Como disse Rosinha, a moça que trabalha na minha casa há 26 anos quando ouvíamos o primeiro pronunciamento da presidente Dilma: “Yvonne, eu não sabia que o povo tem poder!”
E é verdade. Hoje, as centrais sindicais se espalharam em manifestações por todo o Brasil. As estradas em muitas regiões foram fechadas. O povo na rua produziu tanto medo aos governantes que era hora de botar um pouco de ordem, será isso? Tudo muito estranho.
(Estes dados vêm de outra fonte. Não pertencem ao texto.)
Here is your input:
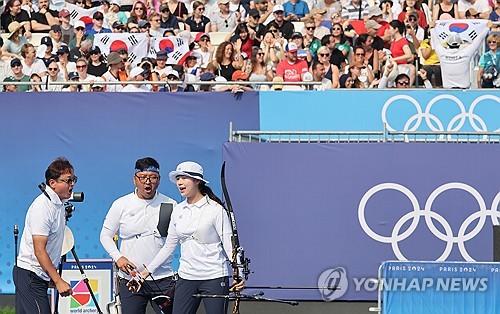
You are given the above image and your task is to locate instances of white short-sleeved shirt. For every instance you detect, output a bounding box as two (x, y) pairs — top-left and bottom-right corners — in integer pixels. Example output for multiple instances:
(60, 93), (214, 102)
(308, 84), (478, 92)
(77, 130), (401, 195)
(149, 196), (232, 280)
(17, 187), (66, 281)
(100, 192), (177, 279)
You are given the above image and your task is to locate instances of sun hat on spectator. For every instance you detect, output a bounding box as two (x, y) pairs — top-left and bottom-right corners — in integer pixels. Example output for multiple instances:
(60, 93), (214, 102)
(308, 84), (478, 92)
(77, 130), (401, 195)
(200, 72), (215, 82)
(285, 42), (299, 52)
(108, 52), (122, 65)
(7, 21), (27, 39)
(68, 71), (80, 80)
(231, 70), (250, 81)
(368, 5), (384, 18)
(59, 9), (70, 17)
(73, 20), (85, 29)
(365, 20), (382, 29)
(446, 32), (462, 48)
(273, 4), (285, 13)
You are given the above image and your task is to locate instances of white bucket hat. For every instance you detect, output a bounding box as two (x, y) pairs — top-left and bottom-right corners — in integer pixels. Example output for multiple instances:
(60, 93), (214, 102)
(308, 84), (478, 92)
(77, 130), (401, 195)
(168, 161), (208, 183)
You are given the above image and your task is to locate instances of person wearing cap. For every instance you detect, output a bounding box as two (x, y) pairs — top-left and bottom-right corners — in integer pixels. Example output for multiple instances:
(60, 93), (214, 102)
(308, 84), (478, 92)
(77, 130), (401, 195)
(267, 4), (295, 40)
(21, 43), (47, 77)
(276, 42), (309, 86)
(283, 0), (309, 22)
(458, 0), (491, 20)
(0, 0), (31, 38)
(210, 0), (238, 32)
(3, 58), (31, 92)
(1, 21), (28, 58)
(431, 21), (493, 88)
(122, 67), (151, 92)
(143, 161), (245, 314)
(160, 3), (180, 35)
(342, 0), (368, 21)
(184, 1), (210, 33)
(100, 157), (177, 314)
(102, 52), (125, 92)
(31, 0), (59, 33)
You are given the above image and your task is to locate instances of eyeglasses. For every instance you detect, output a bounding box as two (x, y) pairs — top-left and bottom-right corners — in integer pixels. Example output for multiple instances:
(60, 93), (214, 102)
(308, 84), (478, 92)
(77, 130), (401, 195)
(57, 176), (78, 185)
(135, 175), (160, 183)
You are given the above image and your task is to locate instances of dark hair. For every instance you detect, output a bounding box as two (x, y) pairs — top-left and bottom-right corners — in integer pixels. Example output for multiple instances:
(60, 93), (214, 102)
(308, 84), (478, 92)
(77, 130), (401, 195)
(45, 157), (73, 185)
(389, 20), (406, 35)
(198, 180), (225, 208)
(135, 157), (160, 170)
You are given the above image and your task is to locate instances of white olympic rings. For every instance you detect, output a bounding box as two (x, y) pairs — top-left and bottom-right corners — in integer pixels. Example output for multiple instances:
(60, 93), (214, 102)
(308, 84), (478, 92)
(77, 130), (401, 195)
(358, 182), (500, 262)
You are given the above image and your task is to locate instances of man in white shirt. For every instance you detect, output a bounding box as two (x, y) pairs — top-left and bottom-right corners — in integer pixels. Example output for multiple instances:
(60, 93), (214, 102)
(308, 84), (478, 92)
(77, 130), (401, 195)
(100, 157), (177, 314)
(14, 157), (77, 314)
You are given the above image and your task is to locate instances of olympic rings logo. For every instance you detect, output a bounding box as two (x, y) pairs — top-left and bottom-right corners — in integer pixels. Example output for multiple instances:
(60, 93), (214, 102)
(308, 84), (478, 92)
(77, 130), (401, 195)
(382, 94), (500, 137)
(358, 182), (500, 262)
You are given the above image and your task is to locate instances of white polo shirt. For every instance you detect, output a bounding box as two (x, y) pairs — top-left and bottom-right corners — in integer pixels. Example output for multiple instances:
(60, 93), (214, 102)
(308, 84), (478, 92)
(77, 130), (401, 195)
(148, 196), (232, 280)
(17, 187), (66, 281)
(100, 192), (177, 279)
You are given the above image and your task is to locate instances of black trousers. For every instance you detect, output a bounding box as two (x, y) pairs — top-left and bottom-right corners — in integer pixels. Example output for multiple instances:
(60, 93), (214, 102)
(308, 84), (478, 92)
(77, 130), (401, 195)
(120, 277), (175, 314)
(173, 277), (229, 314)
(12, 266), (51, 314)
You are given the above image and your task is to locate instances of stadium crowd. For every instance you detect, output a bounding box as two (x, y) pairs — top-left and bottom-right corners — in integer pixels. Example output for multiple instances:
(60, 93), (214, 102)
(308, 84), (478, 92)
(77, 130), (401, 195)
(0, 0), (500, 92)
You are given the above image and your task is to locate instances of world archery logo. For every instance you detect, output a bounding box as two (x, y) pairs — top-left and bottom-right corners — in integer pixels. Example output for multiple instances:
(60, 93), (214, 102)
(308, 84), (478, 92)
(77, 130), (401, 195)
(70, 279), (99, 310)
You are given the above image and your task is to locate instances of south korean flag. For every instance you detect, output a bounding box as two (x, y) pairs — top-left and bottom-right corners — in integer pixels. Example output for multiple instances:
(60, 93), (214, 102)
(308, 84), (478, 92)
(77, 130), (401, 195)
(94, 33), (149, 65)
(436, 19), (488, 44)
(149, 36), (190, 65)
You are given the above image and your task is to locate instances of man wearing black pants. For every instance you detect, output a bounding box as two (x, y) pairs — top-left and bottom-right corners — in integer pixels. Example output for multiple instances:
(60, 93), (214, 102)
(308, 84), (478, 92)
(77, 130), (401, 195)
(13, 157), (77, 314)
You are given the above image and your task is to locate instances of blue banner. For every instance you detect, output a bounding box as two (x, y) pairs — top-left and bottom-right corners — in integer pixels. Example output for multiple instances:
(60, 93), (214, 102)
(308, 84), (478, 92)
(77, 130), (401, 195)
(260, 89), (500, 132)
(0, 93), (259, 293)
(381, 262), (500, 314)
(223, 143), (500, 300)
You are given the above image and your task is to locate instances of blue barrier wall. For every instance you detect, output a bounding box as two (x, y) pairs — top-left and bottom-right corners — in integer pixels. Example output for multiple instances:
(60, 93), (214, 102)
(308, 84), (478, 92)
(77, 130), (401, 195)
(0, 93), (259, 293)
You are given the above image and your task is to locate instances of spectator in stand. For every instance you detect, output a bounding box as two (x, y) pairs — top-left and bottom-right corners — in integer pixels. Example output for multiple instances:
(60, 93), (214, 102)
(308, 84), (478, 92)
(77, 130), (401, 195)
(248, 47), (274, 90)
(56, 46), (76, 80)
(43, 59), (66, 92)
(431, 21), (492, 88)
(389, 20), (415, 86)
(458, 0), (490, 20)
(21, 43), (47, 77)
(419, 31), (443, 87)
(477, 34), (500, 88)
(311, 61), (338, 91)
(160, 3), (179, 34)
(398, 0), (428, 28)
(283, 0), (309, 22)
(194, 33), (215, 64)
(184, 1), (210, 33)
(432, 0), (458, 22)
(210, 0), (238, 32)
(308, 8), (330, 38)
(122, 67), (150, 93)
(31, 0), (59, 33)
(87, 46), (108, 76)
(342, 0), (368, 21)
(212, 41), (243, 81)
(276, 42), (308, 89)
(59, 9), (75, 45)
(317, 46), (340, 88)
(3, 57), (31, 92)
(267, 4), (295, 40)
(0, 0), (31, 38)
(68, 21), (87, 50)
(102, 52), (125, 92)
(1, 21), (28, 58)
(127, 1), (147, 29)
(167, 0), (188, 23)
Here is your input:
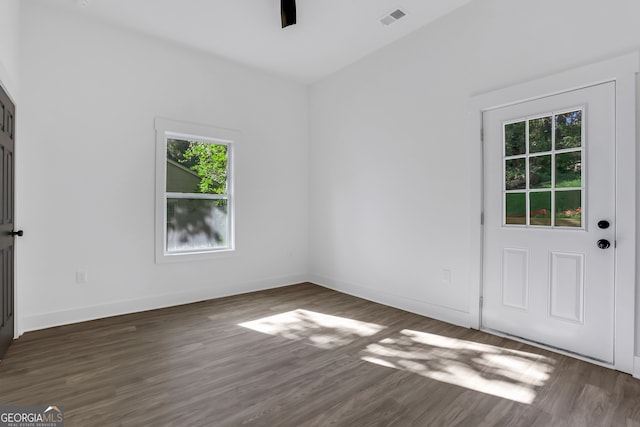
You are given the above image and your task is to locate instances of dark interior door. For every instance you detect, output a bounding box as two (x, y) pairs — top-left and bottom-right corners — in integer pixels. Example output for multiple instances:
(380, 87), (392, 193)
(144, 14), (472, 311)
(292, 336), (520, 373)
(0, 87), (15, 359)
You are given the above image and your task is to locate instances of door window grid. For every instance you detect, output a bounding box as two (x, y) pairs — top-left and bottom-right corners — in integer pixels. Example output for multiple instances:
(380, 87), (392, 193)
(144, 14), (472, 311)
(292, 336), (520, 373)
(502, 107), (585, 229)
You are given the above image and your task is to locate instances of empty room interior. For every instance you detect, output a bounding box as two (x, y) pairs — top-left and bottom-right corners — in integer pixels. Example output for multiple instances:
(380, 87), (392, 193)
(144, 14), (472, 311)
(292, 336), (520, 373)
(0, 0), (640, 427)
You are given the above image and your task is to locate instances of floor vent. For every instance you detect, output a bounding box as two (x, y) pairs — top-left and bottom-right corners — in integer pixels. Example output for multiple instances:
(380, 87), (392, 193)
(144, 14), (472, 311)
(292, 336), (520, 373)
(380, 9), (407, 26)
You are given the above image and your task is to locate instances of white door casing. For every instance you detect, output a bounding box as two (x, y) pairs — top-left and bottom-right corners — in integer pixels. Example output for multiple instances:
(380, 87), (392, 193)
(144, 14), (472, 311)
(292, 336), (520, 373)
(482, 82), (615, 364)
(469, 52), (640, 373)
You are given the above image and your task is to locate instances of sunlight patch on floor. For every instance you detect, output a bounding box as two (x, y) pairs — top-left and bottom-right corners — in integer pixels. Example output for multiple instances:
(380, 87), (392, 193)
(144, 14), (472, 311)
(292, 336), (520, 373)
(239, 309), (385, 349)
(361, 329), (553, 404)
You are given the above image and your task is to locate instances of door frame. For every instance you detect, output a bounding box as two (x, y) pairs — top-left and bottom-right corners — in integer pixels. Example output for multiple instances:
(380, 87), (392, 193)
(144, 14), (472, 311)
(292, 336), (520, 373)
(469, 52), (640, 375)
(0, 77), (21, 352)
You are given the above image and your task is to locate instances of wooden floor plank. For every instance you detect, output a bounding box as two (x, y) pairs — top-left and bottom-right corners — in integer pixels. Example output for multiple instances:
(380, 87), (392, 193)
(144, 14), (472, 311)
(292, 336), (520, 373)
(0, 284), (640, 427)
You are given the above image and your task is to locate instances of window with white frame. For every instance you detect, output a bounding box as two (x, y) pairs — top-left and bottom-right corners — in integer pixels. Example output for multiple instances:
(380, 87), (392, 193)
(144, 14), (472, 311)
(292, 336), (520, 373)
(155, 118), (239, 262)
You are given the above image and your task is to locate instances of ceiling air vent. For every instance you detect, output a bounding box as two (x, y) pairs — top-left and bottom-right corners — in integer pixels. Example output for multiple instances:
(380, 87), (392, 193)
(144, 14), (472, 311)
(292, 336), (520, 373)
(380, 9), (407, 26)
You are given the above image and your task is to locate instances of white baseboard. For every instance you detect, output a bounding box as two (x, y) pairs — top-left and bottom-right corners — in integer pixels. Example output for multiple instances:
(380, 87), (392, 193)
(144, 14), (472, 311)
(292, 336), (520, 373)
(18, 274), (308, 336)
(309, 274), (473, 328)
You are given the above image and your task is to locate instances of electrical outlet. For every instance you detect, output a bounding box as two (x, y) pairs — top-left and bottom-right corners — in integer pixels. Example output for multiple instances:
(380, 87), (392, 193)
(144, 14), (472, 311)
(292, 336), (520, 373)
(442, 269), (451, 285)
(76, 268), (89, 285)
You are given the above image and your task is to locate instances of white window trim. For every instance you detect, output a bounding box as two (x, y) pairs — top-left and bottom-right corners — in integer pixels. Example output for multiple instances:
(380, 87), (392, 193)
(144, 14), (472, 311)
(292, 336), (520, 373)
(155, 117), (241, 264)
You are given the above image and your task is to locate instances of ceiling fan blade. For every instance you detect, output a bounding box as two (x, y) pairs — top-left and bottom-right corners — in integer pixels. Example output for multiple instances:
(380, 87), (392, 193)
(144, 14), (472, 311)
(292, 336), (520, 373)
(280, 0), (296, 28)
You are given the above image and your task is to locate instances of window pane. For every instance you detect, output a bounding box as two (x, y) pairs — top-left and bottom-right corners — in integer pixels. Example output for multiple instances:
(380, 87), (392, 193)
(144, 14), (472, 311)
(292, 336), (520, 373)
(529, 155), (551, 188)
(529, 116), (551, 153)
(556, 151), (582, 188)
(504, 159), (526, 190)
(529, 191), (551, 225)
(505, 193), (527, 225)
(504, 122), (526, 156)
(555, 190), (582, 227)
(167, 139), (227, 194)
(556, 110), (582, 150)
(167, 199), (230, 252)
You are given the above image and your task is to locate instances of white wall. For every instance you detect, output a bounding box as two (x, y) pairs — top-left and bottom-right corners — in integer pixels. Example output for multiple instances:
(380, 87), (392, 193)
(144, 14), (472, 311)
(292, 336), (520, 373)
(0, 0), (20, 102)
(310, 0), (640, 343)
(17, 0), (308, 331)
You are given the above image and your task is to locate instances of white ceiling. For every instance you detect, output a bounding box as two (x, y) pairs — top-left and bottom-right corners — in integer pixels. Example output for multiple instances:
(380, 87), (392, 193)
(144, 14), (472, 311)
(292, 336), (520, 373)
(40, 0), (471, 83)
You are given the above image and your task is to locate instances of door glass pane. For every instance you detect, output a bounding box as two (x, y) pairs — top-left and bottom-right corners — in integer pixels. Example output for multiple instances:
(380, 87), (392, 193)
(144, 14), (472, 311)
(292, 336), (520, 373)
(504, 121), (527, 156)
(556, 151), (582, 188)
(556, 110), (582, 150)
(505, 193), (527, 225)
(167, 199), (230, 252)
(529, 191), (551, 226)
(529, 116), (551, 153)
(504, 159), (527, 190)
(555, 190), (582, 227)
(529, 155), (551, 188)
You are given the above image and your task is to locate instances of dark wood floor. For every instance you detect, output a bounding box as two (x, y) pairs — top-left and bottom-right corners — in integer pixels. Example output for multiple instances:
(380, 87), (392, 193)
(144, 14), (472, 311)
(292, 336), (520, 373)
(0, 284), (640, 427)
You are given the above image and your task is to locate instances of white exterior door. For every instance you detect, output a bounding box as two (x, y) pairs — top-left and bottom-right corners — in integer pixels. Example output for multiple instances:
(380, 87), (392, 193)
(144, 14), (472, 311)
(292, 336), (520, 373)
(482, 82), (616, 363)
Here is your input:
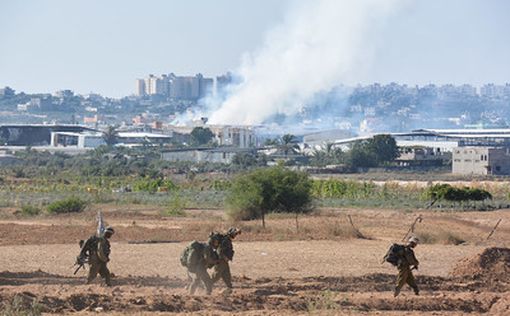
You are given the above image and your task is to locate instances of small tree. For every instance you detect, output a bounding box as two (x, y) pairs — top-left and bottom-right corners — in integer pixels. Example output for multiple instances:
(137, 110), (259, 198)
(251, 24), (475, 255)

O Governo não aguentou ouvir o que foi gritado pelo povo desorganizado e sem lideranças – o clamor contra os abusos dos nossos representantes eleitos. Será que agora, quem sabe, em vez de correr para saldar a dívida, correm para salvar a pele, digo as próximas eleições? Afinal, vi pela TV muitas bandeiras vermelhas! Eles estão também reclamando dos desmandos? Ou já surgem novas reivindicações diferentes daquelas exigidas pelos manifestantes populares, ou o tal povo desorganizado?